Reduced Right-hemispheric Functional Lateralization
Functional lateralization was assessed by measuring the functional connectivity in the most lateralized connections of the cerebral cortex, which were determined in an independent sample of 100 participants without any history of psychiatric illness. The regions involved in the most left-lateralized connections were found almost exclusively in the default network (Figure 6A, left), whereas the regions in the most right-lateralized connections were found in the ventral attention, dorsal attention, frontoparietal control, and visual networks (Figure 6A, right). After determining the most lateralized connections in the independent sample, we then calculated the mean iLI for each subject in the 16p11.2 CNV sample. Group differences in mean left and right lateralization are shown (Figure 6B).
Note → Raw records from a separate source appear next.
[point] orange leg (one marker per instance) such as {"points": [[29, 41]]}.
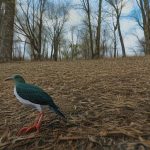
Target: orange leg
{"points": [[35, 126]]}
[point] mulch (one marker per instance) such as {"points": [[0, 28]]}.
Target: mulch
{"points": [[106, 101]]}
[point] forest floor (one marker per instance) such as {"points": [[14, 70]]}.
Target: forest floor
{"points": [[106, 102]]}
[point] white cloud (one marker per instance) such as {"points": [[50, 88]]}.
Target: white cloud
{"points": [[74, 17], [129, 5]]}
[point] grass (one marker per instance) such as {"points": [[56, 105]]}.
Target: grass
{"points": [[107, 103]]}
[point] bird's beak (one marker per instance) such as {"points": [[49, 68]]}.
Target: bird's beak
{"points": [[9, 78]]}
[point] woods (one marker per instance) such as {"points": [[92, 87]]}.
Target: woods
{"points": [[42, 29]]}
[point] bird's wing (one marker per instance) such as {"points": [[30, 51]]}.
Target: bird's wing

The deletion carriers were less lateralized in the right hemisphere than age-matched controls even after controlling for age, sex, handedness, imaging site, and micromovements (t= -2.44, p= 0.02, Cohen’s d=0.69); however, the deletion carriers’ left iLI did not differ significantly from age-matched controls’ left iLI (t= 1.75, p= 0.09, Cohen’s d=0.52).
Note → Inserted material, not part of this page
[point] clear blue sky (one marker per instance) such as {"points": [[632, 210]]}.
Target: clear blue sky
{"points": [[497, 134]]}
Reduced Left-hemispheric Laterality in Individuals Relates to IQ and Language
As follow up to the group difference in the deletion carriers, we tested whether any relationship existed between (1) left functional lateralization and language ability and (2) right functional lateralization and visuospatial ability (Figure 7). As hypothesized, language ability was negatively correlated with left iLI when controlling for sex, age, handedness, imaging site, and micro-movements (VIQ: t= -3.01, p= 0.004, R2= 0.14; CELF: t= -1.96, p= 0.05, R2= 0.07). In other words, as left lateralization increased (i.e., became more negative), language ability likewise increased. The relationship between left iLI and VIQ remained, even after controlling for group (t= -2.21, p= 0.03, R2= 0.08); however, the relationship between left iLI and CELF went away after controlling for group (t= -0.97, p= 0.34, R2= 0.02). No relationship was found between right iLI and visuospatial ability (NVIQ:t= 0.59, p= 0.56, R2= 0.01).